Este é um claro e inequívoco sinal de alerta que qualquer reforma séria do recrutamento docente não pode ignorar. Reformar o sistema sem responder à pergunta de como se retém e valoriza a experiência dos professores mais graduados será, inevitavelmente, uma reforma apoucada e incompleta.
Extinguir este mecanismo sem apresentar uma alternativa clara e objetiva que garanta justiça e equidade na colocação e aproximação geográfica, demonstra uma profunda indiferença pela vida de dezenas de milhares de professores, muitos deles com classificações profissionais elevadas e trajectórias de serviço reconhecidas. Acresce que os dados disponíveis sugerem que uma parte significativa dos docentes – e também as próprias escolas – mantêm uma relação de continuidade, ao longo de diversos anos letivos, com esta modalidade de colocação o que, apesar de todas as debilidades, evidencia a sua função de estabilização do sistema.
O facto de o Ministério da Educação não esclarecer como será feita a gestão da mobilidade dos professores que, sem vagas na sua área de residência, poderão ser colocados em regiões distantes, está longe de ser um pormenor técnico. É o núcleo do problema.
A metaPROF não defende a imobilidade. Defende, sim, que qualquer reforma do recrutamento docente respeite três princípios fundamentais: primeiro, não criar injustiças entre professores com diferentes graus de graduação profissional; segundo, não normalizar a contratação sistemática de docentes sem habilitação pedagógica como solução estrutural; e, por fim, garantir mecanismos reais e equitativos de aproximação geográfica que substituam, com clareza, o concurso que agora se pretende eliminar.
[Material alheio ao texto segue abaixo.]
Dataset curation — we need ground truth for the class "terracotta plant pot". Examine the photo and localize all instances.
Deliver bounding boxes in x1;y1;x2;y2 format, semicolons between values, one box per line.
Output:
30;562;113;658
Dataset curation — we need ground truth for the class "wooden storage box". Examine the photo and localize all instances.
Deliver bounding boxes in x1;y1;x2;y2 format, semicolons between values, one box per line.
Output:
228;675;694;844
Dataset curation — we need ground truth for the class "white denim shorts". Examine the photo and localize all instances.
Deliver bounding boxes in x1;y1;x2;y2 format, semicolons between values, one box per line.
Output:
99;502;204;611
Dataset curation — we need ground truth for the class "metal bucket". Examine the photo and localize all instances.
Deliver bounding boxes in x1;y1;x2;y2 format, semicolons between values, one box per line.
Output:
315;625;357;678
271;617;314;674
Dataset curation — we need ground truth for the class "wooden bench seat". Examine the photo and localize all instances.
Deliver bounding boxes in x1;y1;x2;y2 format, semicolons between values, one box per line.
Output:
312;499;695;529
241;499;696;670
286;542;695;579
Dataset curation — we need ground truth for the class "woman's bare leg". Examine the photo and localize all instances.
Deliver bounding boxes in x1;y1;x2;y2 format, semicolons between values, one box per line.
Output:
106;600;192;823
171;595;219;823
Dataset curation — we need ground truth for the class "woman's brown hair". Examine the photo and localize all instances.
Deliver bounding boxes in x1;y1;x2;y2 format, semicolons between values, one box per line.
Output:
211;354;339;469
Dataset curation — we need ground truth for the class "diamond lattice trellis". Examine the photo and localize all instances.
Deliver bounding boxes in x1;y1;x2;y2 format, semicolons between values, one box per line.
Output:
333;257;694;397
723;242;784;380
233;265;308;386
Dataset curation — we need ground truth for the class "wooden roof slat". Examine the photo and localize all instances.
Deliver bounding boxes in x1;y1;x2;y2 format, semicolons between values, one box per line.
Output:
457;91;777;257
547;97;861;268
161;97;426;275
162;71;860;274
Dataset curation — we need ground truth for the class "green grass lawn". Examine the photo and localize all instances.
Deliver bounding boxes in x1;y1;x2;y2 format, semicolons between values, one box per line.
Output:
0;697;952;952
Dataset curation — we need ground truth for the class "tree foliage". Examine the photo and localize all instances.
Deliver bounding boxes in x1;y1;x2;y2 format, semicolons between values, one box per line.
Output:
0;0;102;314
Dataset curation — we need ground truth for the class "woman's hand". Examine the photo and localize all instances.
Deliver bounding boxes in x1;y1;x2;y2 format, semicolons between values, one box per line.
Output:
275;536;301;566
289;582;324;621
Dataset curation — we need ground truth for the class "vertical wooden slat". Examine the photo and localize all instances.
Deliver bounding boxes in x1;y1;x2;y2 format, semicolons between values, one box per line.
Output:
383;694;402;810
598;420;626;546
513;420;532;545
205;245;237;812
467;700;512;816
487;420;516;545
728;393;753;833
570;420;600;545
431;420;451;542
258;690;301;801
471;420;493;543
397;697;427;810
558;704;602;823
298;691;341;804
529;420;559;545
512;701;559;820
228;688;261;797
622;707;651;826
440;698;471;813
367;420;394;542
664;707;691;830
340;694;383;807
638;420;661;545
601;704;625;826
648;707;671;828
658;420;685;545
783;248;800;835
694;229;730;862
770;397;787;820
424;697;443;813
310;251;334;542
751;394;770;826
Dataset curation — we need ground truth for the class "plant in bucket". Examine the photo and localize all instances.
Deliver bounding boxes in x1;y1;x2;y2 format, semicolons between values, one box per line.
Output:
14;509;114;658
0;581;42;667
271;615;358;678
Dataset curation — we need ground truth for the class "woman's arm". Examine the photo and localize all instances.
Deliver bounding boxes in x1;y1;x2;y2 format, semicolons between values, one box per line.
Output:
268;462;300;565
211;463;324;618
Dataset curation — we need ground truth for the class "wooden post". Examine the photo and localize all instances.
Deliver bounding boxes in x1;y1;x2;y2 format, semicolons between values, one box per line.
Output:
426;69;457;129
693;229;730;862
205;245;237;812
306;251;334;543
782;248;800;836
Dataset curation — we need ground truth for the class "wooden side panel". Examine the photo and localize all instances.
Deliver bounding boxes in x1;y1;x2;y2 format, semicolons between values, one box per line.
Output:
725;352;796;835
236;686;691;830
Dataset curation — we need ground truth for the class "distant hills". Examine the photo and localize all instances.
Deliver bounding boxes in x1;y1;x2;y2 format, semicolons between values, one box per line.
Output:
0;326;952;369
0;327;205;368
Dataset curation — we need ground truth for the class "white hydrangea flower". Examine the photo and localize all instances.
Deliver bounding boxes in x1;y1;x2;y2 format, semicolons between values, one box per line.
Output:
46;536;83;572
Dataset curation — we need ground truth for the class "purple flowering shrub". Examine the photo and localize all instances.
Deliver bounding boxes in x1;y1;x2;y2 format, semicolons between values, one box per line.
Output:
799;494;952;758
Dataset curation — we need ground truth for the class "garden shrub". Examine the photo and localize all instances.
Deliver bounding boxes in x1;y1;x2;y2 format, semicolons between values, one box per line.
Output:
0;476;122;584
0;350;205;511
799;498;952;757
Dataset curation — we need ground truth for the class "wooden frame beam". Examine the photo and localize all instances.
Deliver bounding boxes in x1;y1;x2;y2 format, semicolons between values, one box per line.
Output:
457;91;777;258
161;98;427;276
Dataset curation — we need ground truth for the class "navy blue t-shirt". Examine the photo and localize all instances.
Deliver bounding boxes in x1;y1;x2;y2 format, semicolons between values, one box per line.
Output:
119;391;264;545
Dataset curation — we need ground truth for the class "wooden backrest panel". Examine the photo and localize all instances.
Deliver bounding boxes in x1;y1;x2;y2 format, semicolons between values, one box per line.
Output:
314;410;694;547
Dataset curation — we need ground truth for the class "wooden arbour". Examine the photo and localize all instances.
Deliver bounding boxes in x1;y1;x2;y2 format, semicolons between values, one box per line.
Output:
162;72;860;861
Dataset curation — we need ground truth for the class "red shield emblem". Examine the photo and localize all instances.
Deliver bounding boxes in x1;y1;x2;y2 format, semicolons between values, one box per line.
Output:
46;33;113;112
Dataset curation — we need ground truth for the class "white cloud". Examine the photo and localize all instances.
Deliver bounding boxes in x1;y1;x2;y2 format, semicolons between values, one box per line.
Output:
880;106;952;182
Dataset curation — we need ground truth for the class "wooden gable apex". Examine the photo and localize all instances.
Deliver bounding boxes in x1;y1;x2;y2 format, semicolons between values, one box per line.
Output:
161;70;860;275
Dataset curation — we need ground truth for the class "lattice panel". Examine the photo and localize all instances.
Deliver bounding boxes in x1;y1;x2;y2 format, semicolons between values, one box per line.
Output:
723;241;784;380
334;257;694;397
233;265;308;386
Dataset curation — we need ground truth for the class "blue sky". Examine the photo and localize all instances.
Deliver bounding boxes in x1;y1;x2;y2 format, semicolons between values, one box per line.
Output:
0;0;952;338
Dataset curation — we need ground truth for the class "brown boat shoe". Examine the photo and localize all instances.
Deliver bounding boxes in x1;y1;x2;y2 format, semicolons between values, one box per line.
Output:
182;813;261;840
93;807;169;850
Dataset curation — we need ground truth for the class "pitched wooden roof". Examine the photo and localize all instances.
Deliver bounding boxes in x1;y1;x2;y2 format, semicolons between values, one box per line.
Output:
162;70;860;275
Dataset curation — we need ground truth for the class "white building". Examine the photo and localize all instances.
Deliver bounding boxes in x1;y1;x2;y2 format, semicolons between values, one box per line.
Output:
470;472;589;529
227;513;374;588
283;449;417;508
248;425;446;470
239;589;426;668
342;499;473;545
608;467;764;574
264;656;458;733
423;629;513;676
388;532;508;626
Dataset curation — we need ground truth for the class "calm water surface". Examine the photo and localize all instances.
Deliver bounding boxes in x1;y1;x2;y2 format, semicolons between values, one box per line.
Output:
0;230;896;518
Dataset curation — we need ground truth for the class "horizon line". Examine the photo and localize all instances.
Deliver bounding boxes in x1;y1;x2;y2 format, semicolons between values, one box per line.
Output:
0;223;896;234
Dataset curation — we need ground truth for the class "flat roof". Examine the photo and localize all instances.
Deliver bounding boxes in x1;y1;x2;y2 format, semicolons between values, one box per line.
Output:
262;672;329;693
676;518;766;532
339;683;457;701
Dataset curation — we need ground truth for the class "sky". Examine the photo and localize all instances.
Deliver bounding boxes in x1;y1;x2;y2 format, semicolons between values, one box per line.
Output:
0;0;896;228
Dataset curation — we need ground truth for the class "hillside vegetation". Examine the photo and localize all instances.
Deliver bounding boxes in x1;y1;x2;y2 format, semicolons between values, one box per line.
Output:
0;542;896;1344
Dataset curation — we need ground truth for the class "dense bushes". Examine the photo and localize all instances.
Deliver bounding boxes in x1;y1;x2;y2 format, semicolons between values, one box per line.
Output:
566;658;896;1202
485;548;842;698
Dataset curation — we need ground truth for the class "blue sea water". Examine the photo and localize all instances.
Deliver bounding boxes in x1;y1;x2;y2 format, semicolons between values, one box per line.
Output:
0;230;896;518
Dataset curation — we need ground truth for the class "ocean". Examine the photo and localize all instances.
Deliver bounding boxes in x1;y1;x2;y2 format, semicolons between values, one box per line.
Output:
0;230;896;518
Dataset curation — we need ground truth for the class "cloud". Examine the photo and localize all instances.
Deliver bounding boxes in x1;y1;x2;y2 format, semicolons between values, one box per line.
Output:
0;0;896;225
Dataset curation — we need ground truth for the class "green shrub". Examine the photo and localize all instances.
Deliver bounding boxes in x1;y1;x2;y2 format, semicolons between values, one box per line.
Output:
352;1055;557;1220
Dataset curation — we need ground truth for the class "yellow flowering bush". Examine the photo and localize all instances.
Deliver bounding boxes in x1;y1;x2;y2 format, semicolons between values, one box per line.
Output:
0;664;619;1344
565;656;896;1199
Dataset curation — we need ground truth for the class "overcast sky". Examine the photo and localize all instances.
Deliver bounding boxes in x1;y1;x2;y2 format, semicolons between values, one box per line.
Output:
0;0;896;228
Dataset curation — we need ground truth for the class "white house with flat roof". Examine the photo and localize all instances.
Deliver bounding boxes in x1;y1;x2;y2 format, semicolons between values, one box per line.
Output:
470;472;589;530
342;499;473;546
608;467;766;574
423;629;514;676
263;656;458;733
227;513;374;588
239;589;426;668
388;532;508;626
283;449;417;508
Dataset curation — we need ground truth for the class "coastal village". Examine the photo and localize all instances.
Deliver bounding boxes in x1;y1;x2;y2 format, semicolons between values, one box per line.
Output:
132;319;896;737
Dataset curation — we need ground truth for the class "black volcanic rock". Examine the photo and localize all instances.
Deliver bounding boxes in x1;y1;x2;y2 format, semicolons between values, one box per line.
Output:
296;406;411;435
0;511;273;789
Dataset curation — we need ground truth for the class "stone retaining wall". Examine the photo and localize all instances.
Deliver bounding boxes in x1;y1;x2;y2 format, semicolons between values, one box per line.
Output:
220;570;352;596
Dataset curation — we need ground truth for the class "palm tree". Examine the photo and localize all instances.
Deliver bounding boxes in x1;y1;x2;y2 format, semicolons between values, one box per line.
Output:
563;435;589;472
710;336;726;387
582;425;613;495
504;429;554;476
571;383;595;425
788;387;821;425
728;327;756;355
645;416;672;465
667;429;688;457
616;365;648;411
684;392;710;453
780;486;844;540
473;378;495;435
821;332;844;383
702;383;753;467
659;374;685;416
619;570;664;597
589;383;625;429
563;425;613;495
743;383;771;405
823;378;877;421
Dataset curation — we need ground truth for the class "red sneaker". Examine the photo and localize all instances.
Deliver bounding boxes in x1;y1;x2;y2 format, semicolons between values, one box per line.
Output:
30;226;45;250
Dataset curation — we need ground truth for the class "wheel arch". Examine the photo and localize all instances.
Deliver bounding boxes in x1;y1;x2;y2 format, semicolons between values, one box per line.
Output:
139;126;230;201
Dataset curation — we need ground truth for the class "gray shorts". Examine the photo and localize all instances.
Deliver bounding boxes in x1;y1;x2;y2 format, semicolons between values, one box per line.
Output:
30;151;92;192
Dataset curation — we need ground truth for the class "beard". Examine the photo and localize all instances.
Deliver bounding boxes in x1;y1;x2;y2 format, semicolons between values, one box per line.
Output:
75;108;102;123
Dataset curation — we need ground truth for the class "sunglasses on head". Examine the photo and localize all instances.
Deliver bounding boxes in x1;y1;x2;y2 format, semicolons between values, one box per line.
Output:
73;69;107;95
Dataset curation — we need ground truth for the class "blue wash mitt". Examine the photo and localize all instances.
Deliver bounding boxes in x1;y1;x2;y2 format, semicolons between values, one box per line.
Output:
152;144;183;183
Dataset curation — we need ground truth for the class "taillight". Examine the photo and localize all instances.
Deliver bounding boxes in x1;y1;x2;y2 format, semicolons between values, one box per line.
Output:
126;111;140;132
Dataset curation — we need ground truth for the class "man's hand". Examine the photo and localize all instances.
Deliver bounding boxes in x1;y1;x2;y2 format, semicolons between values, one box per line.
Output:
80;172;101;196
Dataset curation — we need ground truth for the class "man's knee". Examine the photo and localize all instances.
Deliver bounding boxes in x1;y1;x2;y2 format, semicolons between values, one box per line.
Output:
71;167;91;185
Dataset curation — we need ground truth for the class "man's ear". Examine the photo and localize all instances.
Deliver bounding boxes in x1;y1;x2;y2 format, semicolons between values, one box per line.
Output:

Inteligência Artificial e transparência institucional
O Ministro anunciou que o novo modelo de recrutamento recorrerá à inteligência artificial para apoiar a gestão das colocações, acrescentando, com uma honestidade que não tranquiliza, que “ainda não sabe exactamente como o sistema funcionará”. Delegar num algoritmo, por mais sofisticado que seja, decisões com impacto directo na carreira e na vida de dezenas de milhares de professores, sem mecanismos de auditoria externa ou de supervisão independente, é um ato de profunda displicência.
Se este modelo vier a ser concretizado, a metaPROF considera crucial que o Ministério responda de forma clara às seguintes questões: Serão os critérios técnicos e algorítmicos utilizados nas colocações tornados públicos? Terão os sindicatos e outros organismos de representação docente acesso, em tempo real, às listas nacionais de colocação, em formatos que permitam auditoria efectiva? Que modelo de linguagem de IA será utilizado? Estão garantidas a protecção e a confidencialidade dos dados pessoais dos professores? Quem implementará a solução – os profissionais da AGSE, ou entidades subcontratadas externamente?
A resposta, até ao momento, é o silêncio. E o silêncio, neste contexto, não é neutral.
Conclusão
O Ministério da Educação tem razão quando afirma que o sistema precisa de ser reformado. Erra, porém, quando confunde urgência com precipitação e quando trata a negociação, com os representantes dos professores, como um obstáculo em vez de a reconhecer como uma mais-valia para legitimar e incrementar a qualidade das decisões.
Reformar o recrutamento e colocação de docentes é necessário e urgente. Contudo, fazê-lo sem transparência, sem esclarecer o destino dos professores abrangidos pela mobilidade interna, sem definir o futuro papel dos Quadros de Zona Pedagógica e sem tornar públicos os critérios dos algoritmos que determinarão colocações – e tudo isto sem valorizar efetivamente a carreira – é uma decisão tomada às cegas, que desvaloriza a classe e compromete a integridade do sistema. As consequências, uma vez mais, serão suportadas pelos professores.